Perspectives on steps from awareness to action in radiation safety.
With Mina S. Makary, MD, FSVM, FAHA, FCCP, and Giorgio A. Medranda, MD, FACC, FAHA, FSCAI
Moving the needle requires a shift from “radiation safety and ergonomics are important” to “this is how we do every case here.” Culture changes when safety is treated like sterile technique: nonnegotiable, expected, and owned by the whole team. That starts with visible leadership with the physicians, technologists, and nurses aligning on a shared definition of excellent performance that explicitly includes radiation and musculoskeletal (MSK) protection. When leaders consistently model the behaviors (collimation, low-dose defaults, shield positioning, neutral posture) and respond to lapses with coaching, the team learns that safety isn’t optional or personality dependent. Just as importantly, culture becomes durable when anyone in the room is empowered to speak up. A lab where the technologist can say “Pause—let’s collimate, drop pulse rate, and reposition the ceiling shield” without social penalty will outperform any lab that relies on individual heroics.
The practical way to build that culture is to make safety a standard operating procedure with a predictable cadence. Every case gets a “radiation/ergonomics timeout” that is as routine as confirming patient identity: planned imaging approach (pulse/frame rate, expected views, use of last-image hold/fluoro save), shielding plan (table skirts, ceiling-suspended shield position, personal protection), and an ergonomics setup (monitor position, table height, stance, and where the operator will stand for key steps). Then, during the case, normalize brief “dose/strain checks” at natural transitions, so the team can reset technique and posture before drift becomes dose and pain. Over time, these microroutines become the lab’s muscle memory, and the safest workflow becomes also the most familiar and efficient.

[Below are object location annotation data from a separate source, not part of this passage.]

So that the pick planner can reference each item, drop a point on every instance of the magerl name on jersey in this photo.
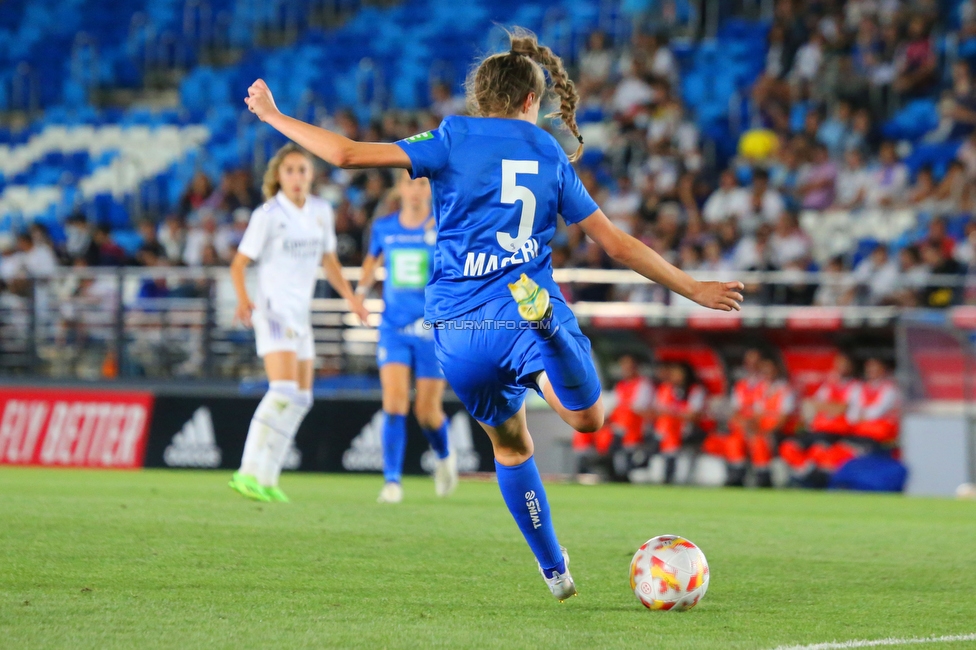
(481, 263)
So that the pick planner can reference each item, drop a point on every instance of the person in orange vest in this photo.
(679, 404)
(746, 393)
(774, 421)
(835, 406)
(624, 426)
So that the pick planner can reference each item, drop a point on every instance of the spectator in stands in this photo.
(622, 205)
(624, 428)
(104, 251)
(921, 195)
(789, 243)
(198, 237)
(833, 285)
(889, 181)
(228, 236)
(963, 101)
(199, 191)
(944, 290)
(912, 278)
(816, 188)
(834, 131)
(953, 195)
(875, 280)
(760, 203)
(596, 63)
(236, 191)
(834, 409)
(150, 242)
(729, 200)
(967, 156)
(444, 102)
(78, 236)
(172, 237)
(853, 182)
(679, 404)
(915, 67)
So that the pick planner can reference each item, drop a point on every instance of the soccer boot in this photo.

Finally, culture becomes measurable when the team tracks what it values and talks about it regularly. Putting radiation and ergonomic metrics on the same quality dashboard as contrast, complications, and throughput and reviewing them the same way will support an enduring culture of safety. For example, we can evaluate trends by procedure type, room, and operator, and offer a quick “learning review” for outliers focused on what changed and what will change next time. We can celebrate improvements and share “best-case” examples, so safer technique is socially rewarded, not just quietly practiced. When radiation and MSK health are embedded into standard work, reinforced by peer norms, and supported by transparent feedback, they stop being ancillary topics and become part of the everyday identity of the lab.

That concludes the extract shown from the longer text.